Als sociaal beest kende WPC zijn gelijke niet. Ik heb nooit iemand ontmoet die stichter, bestuurder of lid was van meer bedrijven en verenigingen en die meer toeristische eretitels heeft verzameld.
WPC was er zich van bewust dat hij de dagelijkse leiding van een grote reisketen niet aankon. Hij probeerde aan dit euvel te verhelpen door fusies aan te gaan met bestaande ketens met de bedoeling de anderen te laten werken en zelf de rol van PDG op zich te nemen. Een eerste poging (1978) had de reisketen Reiscenter, toen onder leiding van Lieven Van Parijs, tot doel. Van Parijs was echter een onbetrouwbare partner en WPC trok zich tijdig terug. De tweede (1980) was de Europareizen groep, maar ook daar liep het spaak, deze keer door tegenstand van mij, en later van Yvan de Sutter. Dit resulteerde in een breuk tussen mij en Carlier en een crisis bij de VVR, maar hierover later meer.
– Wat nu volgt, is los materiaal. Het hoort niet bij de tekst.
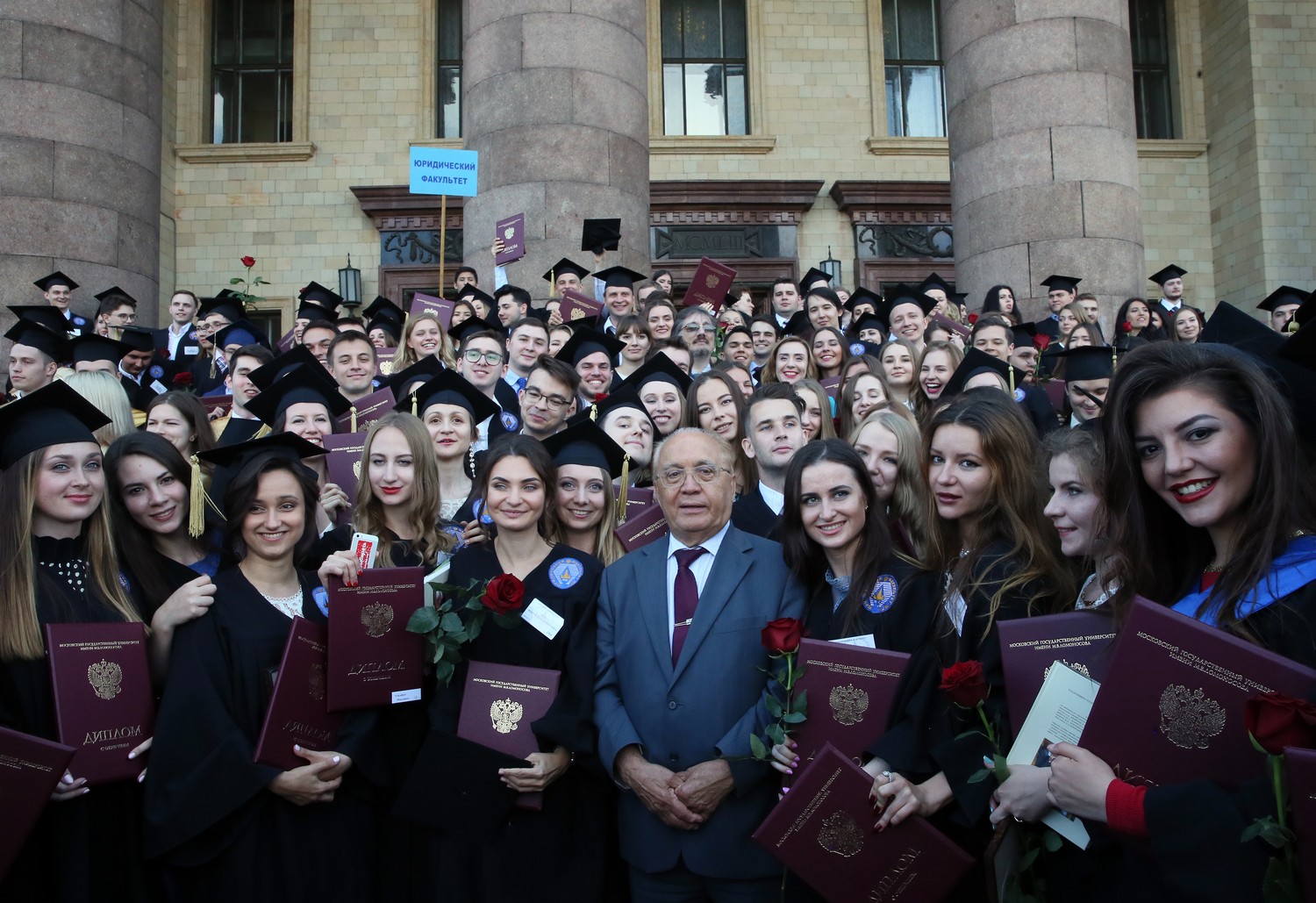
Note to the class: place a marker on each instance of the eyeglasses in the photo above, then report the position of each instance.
(554, 402)
(476, 355)
(676, 477)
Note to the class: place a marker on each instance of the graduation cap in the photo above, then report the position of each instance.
(47, 316)
(300, 384)
(92, 349)
(449, 387)
(1061, 283)
(619, 276)
(460, 331)
(600, 236)
(241, 332)
(115, 291)
(658, 368)
(934, 281)
(139, 339)
(565, 266)
(52, 415)
(813, 276)
(862, 297)
(41, 337)
(584, 342)
(1284, 295)
(1173, 271)
(55, 278)
(225, 305)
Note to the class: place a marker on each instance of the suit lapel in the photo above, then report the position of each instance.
(729, 569)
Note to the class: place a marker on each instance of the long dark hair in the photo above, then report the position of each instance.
(136, 547)
(805, 557)
(1155, 552)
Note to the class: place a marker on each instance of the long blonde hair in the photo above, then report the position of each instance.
(423, 511)
(20, 631)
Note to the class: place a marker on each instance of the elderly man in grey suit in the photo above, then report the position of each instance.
(679, 692)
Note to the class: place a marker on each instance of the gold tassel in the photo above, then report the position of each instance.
(197, 502)
(621, 494)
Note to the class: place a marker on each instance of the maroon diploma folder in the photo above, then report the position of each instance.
(512, 232)
(104, 702)
(299, 711)
(642, 528)
(1170, 708)
(373, 660)
(710, 284)
(1031, 645)
(499, 705)
(344, 468)
(823, 831)
(368, 410)
(576, 305)
(850, 690)
(29, 770)
(440, 307)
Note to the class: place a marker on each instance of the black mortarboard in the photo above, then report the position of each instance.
(586, 444)
(226, 307)
(382, 308)
(139, 339)
(565, 266)
(1284, 295)
(458, 331)
(36, 334)
(240, 333)
(934, 281)
(1062, 283)
(52, 415)
(89, 349)
(1173, 271)
(450, 387)
(47, 316)
(619, 276)
(55, 278)
(862, 297)
(1086, 362)
(662, 369)
(584, 342)
(300, 384)
(600, 236)
(116, 292)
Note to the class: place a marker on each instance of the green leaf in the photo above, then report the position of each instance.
(423, 620)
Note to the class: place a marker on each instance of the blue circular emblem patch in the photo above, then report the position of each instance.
(565, 573)
(883, 595)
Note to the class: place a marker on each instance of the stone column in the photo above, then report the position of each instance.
(557, 104)
(81, 147)
(1044, 166)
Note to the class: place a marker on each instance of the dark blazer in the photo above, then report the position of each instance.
(704, 707)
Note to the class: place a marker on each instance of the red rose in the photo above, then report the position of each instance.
(503, 594)
(1277, 720)
(782, 636)
(965, 684)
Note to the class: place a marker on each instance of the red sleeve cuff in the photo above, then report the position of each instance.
(1124, 808)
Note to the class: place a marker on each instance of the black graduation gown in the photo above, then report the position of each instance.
(560, 852)
(220, 835)
(86, 848)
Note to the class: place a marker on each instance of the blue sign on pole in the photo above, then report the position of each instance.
(442, 171)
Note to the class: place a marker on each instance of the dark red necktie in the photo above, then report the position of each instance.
(684, 598)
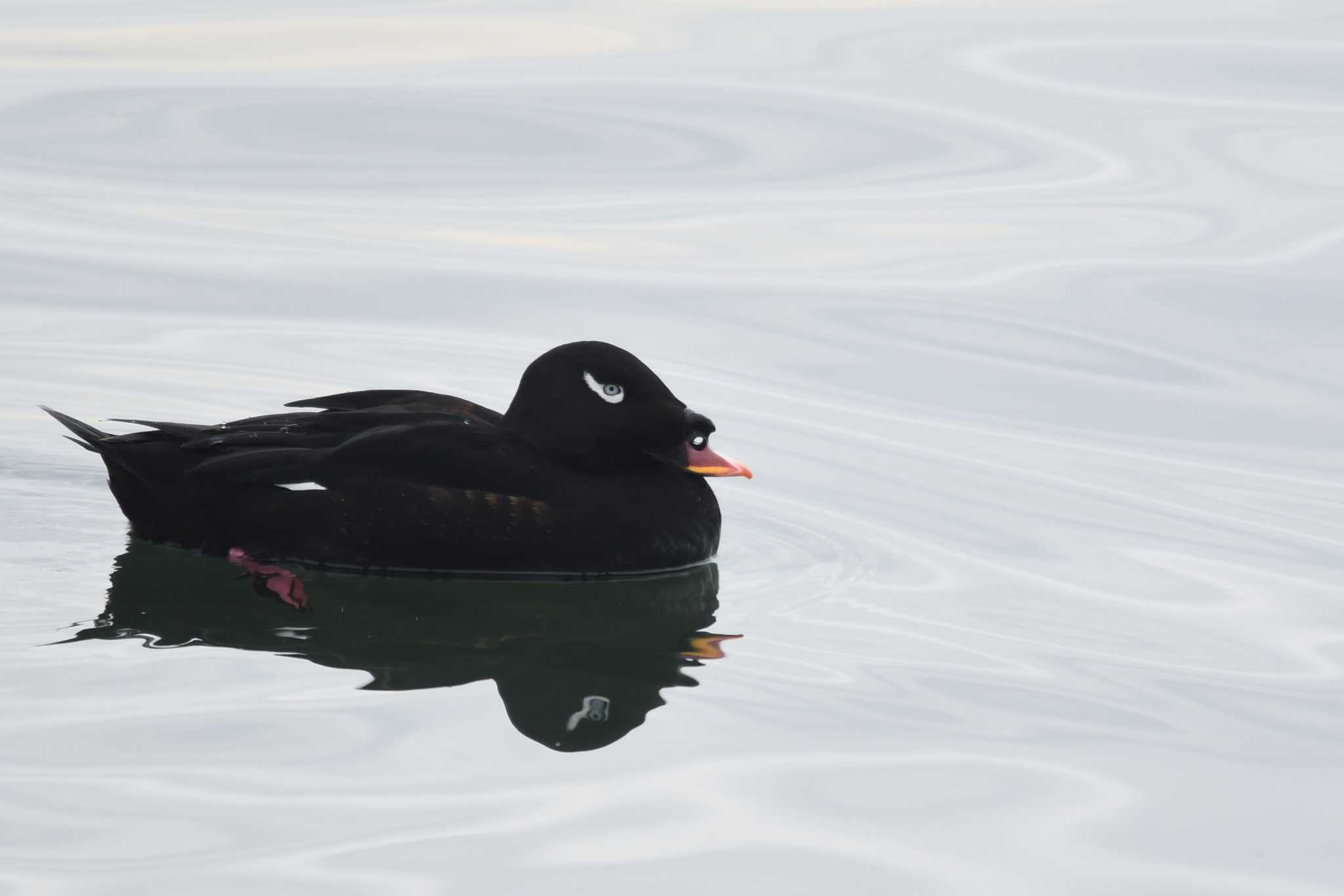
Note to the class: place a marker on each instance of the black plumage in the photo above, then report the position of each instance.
(596, 468)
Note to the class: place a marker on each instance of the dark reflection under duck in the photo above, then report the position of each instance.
(578, 662)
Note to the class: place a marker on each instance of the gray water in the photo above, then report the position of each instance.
(1026, 315)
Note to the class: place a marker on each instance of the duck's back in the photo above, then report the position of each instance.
(398, 480)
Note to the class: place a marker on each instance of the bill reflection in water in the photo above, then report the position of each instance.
(578, 664)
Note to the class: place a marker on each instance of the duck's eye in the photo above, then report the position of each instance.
(606, 391)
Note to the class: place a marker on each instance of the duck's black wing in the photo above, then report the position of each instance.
(408, 480)
(405, 399)
(444, 453)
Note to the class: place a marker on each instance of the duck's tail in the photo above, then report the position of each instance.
(91, 438)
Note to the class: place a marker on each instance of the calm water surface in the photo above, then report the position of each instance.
(1027, 316)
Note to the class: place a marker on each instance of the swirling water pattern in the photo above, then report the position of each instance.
(1027, 316)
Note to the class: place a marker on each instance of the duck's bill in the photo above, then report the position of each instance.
(706, 461)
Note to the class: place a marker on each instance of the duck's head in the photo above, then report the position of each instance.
(600, 407)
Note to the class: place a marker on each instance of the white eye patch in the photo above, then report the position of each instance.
(606, 391)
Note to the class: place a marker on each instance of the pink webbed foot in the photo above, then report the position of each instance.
(276, 579)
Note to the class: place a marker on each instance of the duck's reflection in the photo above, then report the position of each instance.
(577, 662)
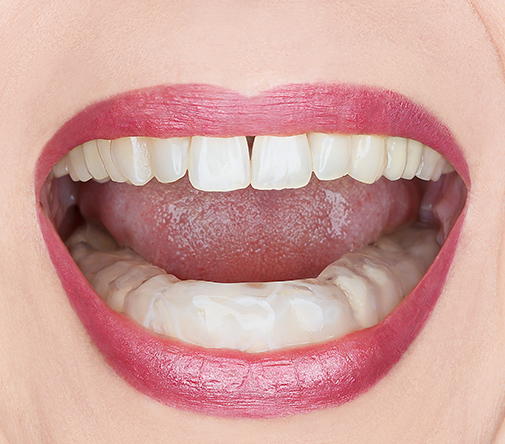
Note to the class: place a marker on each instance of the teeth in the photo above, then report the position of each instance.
(331, 155)
(356, 291)
(104, 148)
(429, 163)
(414, 157)
(93, 160)
(222, 164)
(219, 164)
(280, 162)
(132, 159)
(396, 148)
(369, 158)
(76, 159)
(169, 158)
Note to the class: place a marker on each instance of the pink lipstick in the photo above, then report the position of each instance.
(226, 382)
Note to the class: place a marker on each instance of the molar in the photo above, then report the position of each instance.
(223, 164)
(258, 317)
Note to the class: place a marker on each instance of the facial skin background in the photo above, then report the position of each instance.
(58, 57)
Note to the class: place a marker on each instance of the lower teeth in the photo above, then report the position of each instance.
(356, 291)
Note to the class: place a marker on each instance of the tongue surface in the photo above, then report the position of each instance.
(248, 235)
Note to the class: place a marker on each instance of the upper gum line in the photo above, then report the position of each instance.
(224, 164)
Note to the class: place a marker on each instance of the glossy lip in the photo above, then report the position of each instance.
(227, 382)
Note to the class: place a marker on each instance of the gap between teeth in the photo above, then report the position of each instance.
(356, 291)
(223, 164)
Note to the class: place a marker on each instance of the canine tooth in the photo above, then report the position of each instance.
(60, 169)
(104, 148)
(169, 158)
(76, 158)
(131, 157)
(93, 160)
(219, 164)
(396, 148)
(369, 158)
(280, 162)
(414, 156)
(331, 155)
(429, 163)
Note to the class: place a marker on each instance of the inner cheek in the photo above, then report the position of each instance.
(249, 235)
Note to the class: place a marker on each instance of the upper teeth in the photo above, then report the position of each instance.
(223, 164)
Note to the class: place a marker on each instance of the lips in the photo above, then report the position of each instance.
(227, 382)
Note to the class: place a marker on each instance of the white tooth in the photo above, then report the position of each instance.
(94, 161)
(76, 157)
(359, 292)
(414, 156)
(396, 148)
(446, 167)
(331, 155)
(103, 279)
(429, 163)
(443, 167)
(104, 150)
(259, 316)
(241, 316)
(169, 158)
(60, 169)
(387, 287)
(219, 164)
(131, 157)
(280, 162)
(139, 302)
(369, 158)
(71, 171)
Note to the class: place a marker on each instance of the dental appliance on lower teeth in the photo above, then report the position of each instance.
(356, 291)
(224, 164)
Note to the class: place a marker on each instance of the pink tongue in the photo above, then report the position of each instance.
(248, 235)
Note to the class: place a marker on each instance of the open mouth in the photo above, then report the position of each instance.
(253, 256)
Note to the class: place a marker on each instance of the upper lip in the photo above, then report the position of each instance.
(228, 382)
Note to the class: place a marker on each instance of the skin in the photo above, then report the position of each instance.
(58, 57)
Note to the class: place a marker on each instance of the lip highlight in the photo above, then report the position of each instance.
(227, 382)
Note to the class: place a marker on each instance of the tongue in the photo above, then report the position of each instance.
(248, 235)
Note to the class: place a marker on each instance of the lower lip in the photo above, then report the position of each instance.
(232, 383)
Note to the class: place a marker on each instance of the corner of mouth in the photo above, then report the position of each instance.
(220, 381)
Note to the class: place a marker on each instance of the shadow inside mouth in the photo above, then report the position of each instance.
(386, 274)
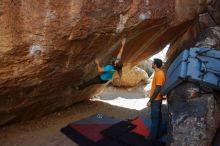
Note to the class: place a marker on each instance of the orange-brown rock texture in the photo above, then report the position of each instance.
(46, 46)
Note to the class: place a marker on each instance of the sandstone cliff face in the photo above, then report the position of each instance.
(131, 77)
(46, 47)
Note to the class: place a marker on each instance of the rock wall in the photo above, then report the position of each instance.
(193, 116)
(131, 77)
(46, 46)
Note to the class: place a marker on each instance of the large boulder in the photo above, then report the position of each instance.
(193, 115)
(46, 47)
(131, 77)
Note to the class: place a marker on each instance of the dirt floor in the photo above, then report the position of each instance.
(46, 131)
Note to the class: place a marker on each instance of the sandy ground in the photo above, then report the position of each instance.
(46, 130)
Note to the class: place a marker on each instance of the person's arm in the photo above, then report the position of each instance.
(121, 49)
(156, 92)
(99, 68)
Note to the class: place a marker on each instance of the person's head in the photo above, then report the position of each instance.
(157, 63)
(117, 64)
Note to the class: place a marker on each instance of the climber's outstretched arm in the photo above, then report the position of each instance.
(99, 68)
(121, 49)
Met de derde poging (1983) wilde WPC de slag van zijn leven realiseren: de fusie met Go Travel, het reisbureau van Charly Mannerie. Deze (ogenschijnlijk) schatrijke Brusselaar was de invoerder van Volvo, bezat de Jaguar garage in Brussel en kocht op aanraden van WPC de licentie van Budget Rent a Car. Hij had niet alleen een fortuin verdiend als autohandelaar maar pikte nog meer geld in wanneer de autobouwer zijn contract, volgens de rechtbank ten onrechte, verbrak (3). WPC overtuigde Charly Mannerie om met de verworven schadevergoeding te investeren in de reissector, bood hem vooreerst zijn eigen reisketen aan en ging vervolgens, met zakken vol (Mannerie) geld op de overnametoer. Alles wat in Vlaanderen en Brussel aan reisbureaus te koop stond, werd ingepikt en over de prijs werd nauwelijks onderhandeld (4).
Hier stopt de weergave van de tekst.